Anyway, after digging through some old notes to dig out some work on did on Scutter (web crawler) configuration for Danny and Sam, I came across the following which I thought I’d post to clear out the ‘ole blog tumbleweeds.

The following attempts to provide a more natural (in the strictest sense) and dynamic conceptualization of web crawling and data aggregation. In this model there are three basic concepts: Streams, Pools and Reservoirs.

Stream

A stream is a flow of data. A stream may be generated by a web crawler (i.e. a Scutter) by crawling a number of sources; it may be generated by the originating site(s) itself, e.g. as a syndication feed. A stream may also be created by the collective users of a system.

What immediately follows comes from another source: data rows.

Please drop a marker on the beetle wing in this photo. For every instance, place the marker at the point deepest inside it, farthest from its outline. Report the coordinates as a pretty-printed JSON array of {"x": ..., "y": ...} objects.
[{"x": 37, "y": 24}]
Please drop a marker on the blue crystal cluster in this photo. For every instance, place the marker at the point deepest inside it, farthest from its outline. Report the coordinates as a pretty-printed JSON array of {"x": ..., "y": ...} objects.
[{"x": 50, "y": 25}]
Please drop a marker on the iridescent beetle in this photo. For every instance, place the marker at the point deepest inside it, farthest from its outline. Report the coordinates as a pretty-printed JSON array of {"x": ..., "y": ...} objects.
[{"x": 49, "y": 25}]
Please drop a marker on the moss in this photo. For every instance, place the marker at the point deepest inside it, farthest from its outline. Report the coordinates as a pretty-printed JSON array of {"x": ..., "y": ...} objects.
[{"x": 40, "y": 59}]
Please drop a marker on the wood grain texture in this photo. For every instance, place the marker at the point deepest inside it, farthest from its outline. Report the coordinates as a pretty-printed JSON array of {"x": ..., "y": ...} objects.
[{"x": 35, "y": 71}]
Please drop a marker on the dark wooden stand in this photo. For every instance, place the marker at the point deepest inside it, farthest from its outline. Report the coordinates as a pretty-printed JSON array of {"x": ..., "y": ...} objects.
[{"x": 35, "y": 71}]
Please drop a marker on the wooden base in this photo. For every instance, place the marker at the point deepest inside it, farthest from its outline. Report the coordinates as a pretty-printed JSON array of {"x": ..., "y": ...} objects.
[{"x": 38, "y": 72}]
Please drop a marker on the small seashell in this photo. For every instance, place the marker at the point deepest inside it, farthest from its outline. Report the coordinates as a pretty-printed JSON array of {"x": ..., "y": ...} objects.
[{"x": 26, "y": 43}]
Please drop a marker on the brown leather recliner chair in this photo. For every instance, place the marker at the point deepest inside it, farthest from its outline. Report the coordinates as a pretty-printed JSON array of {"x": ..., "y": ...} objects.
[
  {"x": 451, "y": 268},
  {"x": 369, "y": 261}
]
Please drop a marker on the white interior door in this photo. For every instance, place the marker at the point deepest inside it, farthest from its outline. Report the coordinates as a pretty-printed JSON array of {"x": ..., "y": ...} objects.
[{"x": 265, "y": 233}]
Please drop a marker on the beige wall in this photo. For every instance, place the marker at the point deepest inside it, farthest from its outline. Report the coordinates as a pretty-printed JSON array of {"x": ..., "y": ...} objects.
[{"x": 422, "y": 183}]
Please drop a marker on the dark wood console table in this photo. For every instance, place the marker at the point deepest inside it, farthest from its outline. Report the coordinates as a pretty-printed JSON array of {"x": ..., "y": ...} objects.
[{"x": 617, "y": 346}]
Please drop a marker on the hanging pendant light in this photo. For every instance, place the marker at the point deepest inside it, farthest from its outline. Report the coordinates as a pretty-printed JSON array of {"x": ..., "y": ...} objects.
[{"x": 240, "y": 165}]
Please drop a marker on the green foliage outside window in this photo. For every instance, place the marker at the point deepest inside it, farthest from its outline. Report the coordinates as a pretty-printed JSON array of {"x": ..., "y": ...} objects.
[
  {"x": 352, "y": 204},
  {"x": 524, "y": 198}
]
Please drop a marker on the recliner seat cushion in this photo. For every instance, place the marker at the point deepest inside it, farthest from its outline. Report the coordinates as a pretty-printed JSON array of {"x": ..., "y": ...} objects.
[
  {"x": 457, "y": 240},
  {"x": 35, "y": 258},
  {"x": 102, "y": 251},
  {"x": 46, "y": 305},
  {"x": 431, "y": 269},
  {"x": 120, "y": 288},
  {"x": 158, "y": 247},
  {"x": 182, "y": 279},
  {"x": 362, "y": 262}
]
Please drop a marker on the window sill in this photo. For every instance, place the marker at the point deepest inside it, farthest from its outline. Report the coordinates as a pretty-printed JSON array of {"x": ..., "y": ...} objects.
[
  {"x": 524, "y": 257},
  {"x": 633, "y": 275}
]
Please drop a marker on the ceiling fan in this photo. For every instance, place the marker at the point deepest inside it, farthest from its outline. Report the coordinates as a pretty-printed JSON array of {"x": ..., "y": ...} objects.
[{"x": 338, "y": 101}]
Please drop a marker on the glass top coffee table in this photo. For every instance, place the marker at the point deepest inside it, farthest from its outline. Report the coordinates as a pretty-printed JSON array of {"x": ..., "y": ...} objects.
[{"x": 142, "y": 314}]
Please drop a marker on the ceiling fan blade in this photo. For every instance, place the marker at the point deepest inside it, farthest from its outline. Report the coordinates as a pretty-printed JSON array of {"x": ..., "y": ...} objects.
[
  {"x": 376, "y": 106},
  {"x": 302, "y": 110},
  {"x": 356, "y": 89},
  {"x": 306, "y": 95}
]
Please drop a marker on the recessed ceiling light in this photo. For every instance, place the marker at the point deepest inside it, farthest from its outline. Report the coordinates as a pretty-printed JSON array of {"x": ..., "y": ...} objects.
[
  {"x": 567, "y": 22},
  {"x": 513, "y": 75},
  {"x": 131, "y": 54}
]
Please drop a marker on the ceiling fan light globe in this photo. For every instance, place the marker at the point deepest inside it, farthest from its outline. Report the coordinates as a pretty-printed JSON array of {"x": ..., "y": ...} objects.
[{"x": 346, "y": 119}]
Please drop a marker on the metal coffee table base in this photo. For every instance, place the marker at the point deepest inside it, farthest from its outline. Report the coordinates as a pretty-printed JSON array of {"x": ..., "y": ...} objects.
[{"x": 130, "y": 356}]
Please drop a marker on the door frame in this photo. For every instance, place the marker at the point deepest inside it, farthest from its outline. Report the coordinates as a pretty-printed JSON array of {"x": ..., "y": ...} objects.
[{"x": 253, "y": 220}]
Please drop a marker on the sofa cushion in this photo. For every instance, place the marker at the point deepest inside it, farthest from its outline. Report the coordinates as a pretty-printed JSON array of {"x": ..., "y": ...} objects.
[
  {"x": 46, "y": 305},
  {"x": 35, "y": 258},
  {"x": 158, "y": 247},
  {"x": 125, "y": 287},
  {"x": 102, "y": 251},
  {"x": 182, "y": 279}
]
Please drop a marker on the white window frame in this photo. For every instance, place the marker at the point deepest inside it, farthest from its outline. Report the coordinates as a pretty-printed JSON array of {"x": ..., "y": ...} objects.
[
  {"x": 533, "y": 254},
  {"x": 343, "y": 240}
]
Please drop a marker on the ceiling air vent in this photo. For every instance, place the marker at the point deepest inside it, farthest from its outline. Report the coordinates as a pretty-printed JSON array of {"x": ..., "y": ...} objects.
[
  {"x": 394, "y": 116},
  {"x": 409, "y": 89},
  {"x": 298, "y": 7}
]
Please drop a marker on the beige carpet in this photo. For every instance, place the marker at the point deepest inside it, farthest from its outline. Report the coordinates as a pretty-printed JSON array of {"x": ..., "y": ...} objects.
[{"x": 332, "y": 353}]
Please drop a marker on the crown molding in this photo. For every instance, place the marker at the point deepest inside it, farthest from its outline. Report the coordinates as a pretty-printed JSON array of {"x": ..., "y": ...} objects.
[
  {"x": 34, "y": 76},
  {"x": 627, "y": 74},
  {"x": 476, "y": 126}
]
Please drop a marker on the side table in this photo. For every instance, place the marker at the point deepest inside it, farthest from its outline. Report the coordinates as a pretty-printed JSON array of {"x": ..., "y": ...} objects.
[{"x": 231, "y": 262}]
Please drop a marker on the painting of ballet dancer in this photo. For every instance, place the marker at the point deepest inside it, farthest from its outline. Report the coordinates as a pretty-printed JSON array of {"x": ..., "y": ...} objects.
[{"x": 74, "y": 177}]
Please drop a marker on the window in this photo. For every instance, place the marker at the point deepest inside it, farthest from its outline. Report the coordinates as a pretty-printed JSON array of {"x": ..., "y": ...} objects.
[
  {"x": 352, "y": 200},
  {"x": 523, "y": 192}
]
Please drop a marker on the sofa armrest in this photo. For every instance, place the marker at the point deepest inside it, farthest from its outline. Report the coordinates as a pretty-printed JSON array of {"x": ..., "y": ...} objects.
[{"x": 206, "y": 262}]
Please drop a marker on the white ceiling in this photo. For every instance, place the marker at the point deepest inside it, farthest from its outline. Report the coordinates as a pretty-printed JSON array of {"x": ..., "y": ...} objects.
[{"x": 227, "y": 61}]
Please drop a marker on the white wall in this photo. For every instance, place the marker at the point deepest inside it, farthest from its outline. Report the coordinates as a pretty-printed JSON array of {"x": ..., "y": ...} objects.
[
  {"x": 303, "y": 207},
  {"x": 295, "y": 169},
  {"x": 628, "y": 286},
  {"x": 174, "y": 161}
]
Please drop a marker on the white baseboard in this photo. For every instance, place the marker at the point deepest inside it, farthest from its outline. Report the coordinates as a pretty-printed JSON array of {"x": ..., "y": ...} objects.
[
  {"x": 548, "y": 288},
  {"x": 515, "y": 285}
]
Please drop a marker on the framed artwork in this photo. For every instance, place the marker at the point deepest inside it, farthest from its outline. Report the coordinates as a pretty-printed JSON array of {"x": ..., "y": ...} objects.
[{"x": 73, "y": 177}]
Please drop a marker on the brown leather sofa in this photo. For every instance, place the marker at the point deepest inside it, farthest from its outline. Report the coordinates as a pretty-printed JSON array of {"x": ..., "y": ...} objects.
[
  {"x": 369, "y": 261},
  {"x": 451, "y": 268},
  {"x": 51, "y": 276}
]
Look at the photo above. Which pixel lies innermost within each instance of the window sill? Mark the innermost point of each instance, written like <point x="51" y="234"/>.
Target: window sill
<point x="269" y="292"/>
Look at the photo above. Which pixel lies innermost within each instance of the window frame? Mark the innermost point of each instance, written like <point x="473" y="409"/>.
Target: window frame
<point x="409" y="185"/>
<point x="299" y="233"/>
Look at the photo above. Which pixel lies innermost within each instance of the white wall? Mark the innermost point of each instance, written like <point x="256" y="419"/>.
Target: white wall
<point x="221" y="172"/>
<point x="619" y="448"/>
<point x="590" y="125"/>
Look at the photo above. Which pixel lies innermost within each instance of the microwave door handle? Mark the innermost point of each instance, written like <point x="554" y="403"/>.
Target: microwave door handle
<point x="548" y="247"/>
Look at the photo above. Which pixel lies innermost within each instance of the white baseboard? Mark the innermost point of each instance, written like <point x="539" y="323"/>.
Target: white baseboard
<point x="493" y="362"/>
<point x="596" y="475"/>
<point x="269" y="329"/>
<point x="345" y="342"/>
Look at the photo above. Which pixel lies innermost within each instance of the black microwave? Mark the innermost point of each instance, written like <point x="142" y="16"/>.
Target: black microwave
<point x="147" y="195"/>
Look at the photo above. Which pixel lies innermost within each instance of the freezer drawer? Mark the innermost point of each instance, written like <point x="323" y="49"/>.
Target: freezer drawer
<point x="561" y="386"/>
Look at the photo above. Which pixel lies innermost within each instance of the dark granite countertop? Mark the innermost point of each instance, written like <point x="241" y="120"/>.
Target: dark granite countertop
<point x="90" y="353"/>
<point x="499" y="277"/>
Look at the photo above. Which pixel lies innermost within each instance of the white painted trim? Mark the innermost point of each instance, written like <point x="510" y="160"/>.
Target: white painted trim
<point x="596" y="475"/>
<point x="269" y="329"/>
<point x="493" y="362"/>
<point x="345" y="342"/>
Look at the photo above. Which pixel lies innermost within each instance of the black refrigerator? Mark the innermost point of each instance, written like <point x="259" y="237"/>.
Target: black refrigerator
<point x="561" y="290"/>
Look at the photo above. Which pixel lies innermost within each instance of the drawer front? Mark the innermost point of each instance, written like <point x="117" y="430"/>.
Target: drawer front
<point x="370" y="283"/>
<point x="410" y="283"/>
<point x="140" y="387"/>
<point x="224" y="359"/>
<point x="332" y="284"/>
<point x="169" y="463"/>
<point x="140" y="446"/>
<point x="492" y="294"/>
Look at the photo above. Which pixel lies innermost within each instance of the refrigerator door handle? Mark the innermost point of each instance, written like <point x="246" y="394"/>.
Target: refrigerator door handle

Streams are therefore the channels along which data flows.

Pool

A pool is a collection of data that is fed by one or more Streams. Just like a mill-pond is created for a specific purpose, a pool is generally created to fulfill a specific need, driving a single application.

A pool may be a permanent feature of the information landscape or it may be more ephemeral. For example a search engine or blog aggregator creates a permanent pool of documents, whereas a web cache, or the working set of data inside an interactive application like the Tabulator, is a temporary data Pool.

Reservoir

A reservoir is a larger Pool of data. Like a pool, a reservoir is fed by streams. But unlike a pool, a reservoir supports a community: the data it contains may be used for a number of different purposes. The community gains the benefit of the shared infrastructure which holds the data, feeds the reservoir, and provides access to the surrounding community.

I think most existing collections of data on the web fall into the “Pool” category, For example, for me, Flickr is a Pool because its primarily driving a single main application; and also because the data it contains is limited to a specific domain (people and photos). Flickr obviously also generates Streams of data (e.g. RSS feeds, or API accesses) which drive other applications. But it would be safe to say that most Flickr apps and, in my opinion, most Web 2.0 apps, are “Stream-oriented” in that they tend to tap into the data flows but don’t create their own pools (at least few that are permanently available).

There are also some Reservoirs. The one that is the closest fit for how I’ve been thinking about this is the Talis platform. That platform provides individuals with the ability to create and maintain their own Pools of data, while the means to access all of the public data stored in these Pools makes the platform a Reservoir of useful information upon which a variety of applications can draw. To stretch the metaphor to its fullest, the Talis platform provides some useful internet plumbing.

Services like Yahoo Pipes offer other complementary functionality but the storage capability is an important one.

One area that I think is under-specified at the moment is how to describe how to construct a Pool, i.e. how to create or tap into a number of Streams, and how to process those streams in order to create a data aggregation. Which brings me back to those notes I was hunting for. More on that another time.